I could grow plants with the WRGB90 but I always felt like something was wrong, then I switched two tanks from chihiros lights to TS E series and saw great improvements, in both absense of algae growth and healthier plant growth. I considered the fact that the E series is indeed less powerful than the chihiros options but dimming the chihiros just a little made a huge difference for the worst. The best growth I got out of it was when it was on full blast and even so it improved a lot with the twinstar.

I don't own Twinstar stock or anything, I even bought both of them used, but I have to admit the "quality" of the light, if you can call it that, is way better than the knock off.

Also, I've considered an RGB Vivid but I made up my mind that when I take that step up, I'll go all in with the Solar RGB


----------



## Kimm8 (24 Feb 2020)

CooKieS said:


> All is in the app, which is an bit slow but works great (sunset, sunrise, setup blue/green/red separately,dimming...) and yes if there is a blackout you have to use the app to turn the led on again but that's no big deal IMO. QC is on paar with twinstar.



I just received it today! It is beautiful  Thank you for putting me in the right direction Cookies, I'm in awe. Luckily it was not at all loud but will opt for your screws mod when it starts.

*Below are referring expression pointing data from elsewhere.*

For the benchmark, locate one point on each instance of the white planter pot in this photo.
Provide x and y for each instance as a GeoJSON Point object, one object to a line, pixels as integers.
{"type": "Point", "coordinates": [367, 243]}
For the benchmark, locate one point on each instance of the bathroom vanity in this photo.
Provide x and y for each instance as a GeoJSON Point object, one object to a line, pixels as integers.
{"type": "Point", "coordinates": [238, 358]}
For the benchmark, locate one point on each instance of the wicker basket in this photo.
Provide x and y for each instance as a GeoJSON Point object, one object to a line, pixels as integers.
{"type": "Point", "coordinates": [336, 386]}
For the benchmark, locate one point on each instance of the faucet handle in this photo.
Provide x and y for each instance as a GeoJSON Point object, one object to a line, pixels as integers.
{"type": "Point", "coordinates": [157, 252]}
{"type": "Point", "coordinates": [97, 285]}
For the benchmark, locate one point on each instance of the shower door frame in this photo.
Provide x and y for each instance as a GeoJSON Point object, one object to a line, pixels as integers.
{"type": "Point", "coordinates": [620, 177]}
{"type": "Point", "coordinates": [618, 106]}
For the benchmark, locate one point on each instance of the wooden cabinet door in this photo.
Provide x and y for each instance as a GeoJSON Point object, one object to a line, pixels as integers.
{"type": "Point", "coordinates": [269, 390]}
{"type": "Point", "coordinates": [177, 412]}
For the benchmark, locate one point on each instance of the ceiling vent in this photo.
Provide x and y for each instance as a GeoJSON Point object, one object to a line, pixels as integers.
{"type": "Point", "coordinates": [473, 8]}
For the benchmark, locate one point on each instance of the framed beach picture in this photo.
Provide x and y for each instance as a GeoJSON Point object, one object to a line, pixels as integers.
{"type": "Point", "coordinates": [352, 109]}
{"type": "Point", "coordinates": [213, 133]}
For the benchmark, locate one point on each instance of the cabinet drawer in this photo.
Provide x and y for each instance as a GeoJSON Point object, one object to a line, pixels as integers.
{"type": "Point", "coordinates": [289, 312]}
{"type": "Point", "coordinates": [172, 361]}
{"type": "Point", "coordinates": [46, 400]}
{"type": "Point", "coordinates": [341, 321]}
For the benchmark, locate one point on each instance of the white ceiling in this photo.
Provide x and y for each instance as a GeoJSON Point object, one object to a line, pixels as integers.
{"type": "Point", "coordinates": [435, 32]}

May I ask what settings/duration you currently are using, including sunrise/sunset? I've got ramp time to about 30 minutes but finding that the sunrise and sunset lighting is too sharp in transitioning from light to off, as opposed to a gradual change in colours - if this makes sense.
Do I have to manually do this i.e. decrease RGB % with each 5 minute interval during sunset phase?


----------



## CooKieS (24 Feb 2020)

Glad you went with the vivid, it really is an awesome light.

I’m running it for 8h including auto Sunset / Sunrise for 1h.

50% power for the green and blue and 60% for the reds.


----------



## Kimm8 (25 Feb 2020)

Also forgot to ask, at what height from the tank are you suspending it? Your tank is gorgeous, just had a look at your journal


----------